Expression-Oriented Python¶

Concept Position¶

flowchart TD
  family["Python Programming"] --> program["Python Functional Programming"]
  program --> module["Module 02: Data-First APIs and Expression Style"]
  module --> concept["Expression-Oriented Python"]
  concept --> capstone["Capstone pressure point"]

flowchart TD
  problem["Start with the design or failure question"] --> example["Study the worked example and trade-offs"]
  example --> boundary["Name the boundary this page is trying to protect"]
  boundary --> proof["Carry that question into code review or the capstone"]

Read the first diagram as a placement map: this page is one concept inside its parent module, not a detached essay, and the capstone is the pressure test for whether the idea holds. Read the second diagram as the working rhythm for the page: name the problem, study the example, identify the boundary, then carry one review question forward.

Progression Note¶

By the end of Module 2, you'll master first-class functions for configurability, expression-oriented code, and debugging taps. This prepares for lazy iteration in Module 3. See the series progression map in the repo root for full details.

Here's a snippet from the progression map:

Module	Focus	Key Outcomes
1: Foundational FP Concepts	Purity, contracts, refactoring	Spot impurities, write pure functions, prove equivalence with Hypothesis
2: First-Class Functions & Expressive Python	Closures, partials, composable configurators	Configure pure pipelines without globals
3: Lazy Iteration & Generators	Streaming/lazy pipelines	Efficient data processing without materializing everything

Core question:
How do you replace statement-heavy imperative code (loops + flags + breaks) with expressions, comprehensions, and data-driven conditionals—so control flow becomes explicit, composable, and easy to reason about?

This core introduces the expression-oriented mindset in Python:

Treat core logic as value-producing expressions, not sequences of mutations.
Default to comprehensions, conditional expressions, and built-ins (any, all, next) for control flow.
Eliminate mutable control flags from core logic—keep them only at trivial edges, if at all.

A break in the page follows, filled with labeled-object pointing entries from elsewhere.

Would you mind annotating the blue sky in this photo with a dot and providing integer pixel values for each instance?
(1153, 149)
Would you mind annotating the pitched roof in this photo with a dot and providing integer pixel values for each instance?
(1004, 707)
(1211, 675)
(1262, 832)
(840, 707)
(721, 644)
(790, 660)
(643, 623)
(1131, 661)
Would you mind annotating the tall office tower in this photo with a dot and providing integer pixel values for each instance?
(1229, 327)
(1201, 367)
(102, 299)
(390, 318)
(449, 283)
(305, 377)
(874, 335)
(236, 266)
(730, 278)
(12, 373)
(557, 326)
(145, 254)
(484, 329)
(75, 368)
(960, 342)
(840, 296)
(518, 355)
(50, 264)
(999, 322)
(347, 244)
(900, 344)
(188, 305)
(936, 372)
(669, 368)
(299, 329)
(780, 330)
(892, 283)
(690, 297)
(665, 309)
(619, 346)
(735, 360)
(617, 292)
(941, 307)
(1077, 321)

We continue the running project from m02-rag.md, extending the FuncPipe RAG Builder:

Baseline: a composition of the pure stages (clean → chunk → embed → dedup).
Module 2 (Core 1): make_rag_fn(...) – closure-based configurators.
This core: Replace imperative loops in the RAG core with expression-oriented code that is easier to configure, test, and prove equivalent to the baseline.

Audience: Developers who understand purity and configurators (Core 1) but still write loops like:

found = False
for x in xs:
    if pred(x):
        found = True
        break

Outcome:

Spot control flags (found, valid, done) and explain why they obscure logic.
Refactor a 10–20 line loop into comprehensions / any / next while preserving semantics.
Write a Hypothesis property that proves equivalence to the baseline and exposes a real flag-based bug.

Runnability Note (Module 01 Snapshot vs Module 02 End-State)¶

Some “before” snippets in this core are hypothetical pre-refactor examples used for contrast. They are labeled accordingly and are not meant to exactly match a real snapshot. We refactor these shapes into the real Module 02 API as the module progresses.

For a real, runnable Module 01 codebase, refresh the generated history route first:

make PROGRAM=python-programming/python-functional-programming history-refresh
Module 01 path: capstone/_history/worktrees/module-01/
Import path for Module 01: capstone/_history/worktrees/module-01/src/

1. Conceptual Foundation¶

1.1 Expression-Oriented Python in One Precise Sentence¶

Expression-oriented programming treats control flow as compositions of value-producing expressions instead of stepwise mutation—so code reads as “data -> data” rather than “state -> state”.

1.2 The One-Sentence Rule¶

In core logic, do not use mutable flags (found, valid, done) or manual break/continue for control; use comprehensions, conditional expressions, and built-ins that return values—flags and break may be acceptable inside encapsulated low-level helpers with pure signatures.

1.3 Why This Matters Now¶

Core 1 gave you pure functions and closure-based configurators:

make_rag_fn(...) -> Callable[[list[RawDoc]], tuple[list[Chunk], Observations]] is pure and deterministic.
But the implementation of the RAG core can still be imperative:
Loops with flags, early breaks, scattered if blocks.
Harder to reason about, harder to transform, and easier to subtly break when adding new behaviors.

Expression-oriented code:

Turns “do this, then maybe that” into “compute this value, then transform it”.
Makes pipelines equational: each step is an expression you can substitute and test in isolation.
Aligns perfectly with Core 1’s closure-based configurators: you configure expressions, not control-flow spaghetti.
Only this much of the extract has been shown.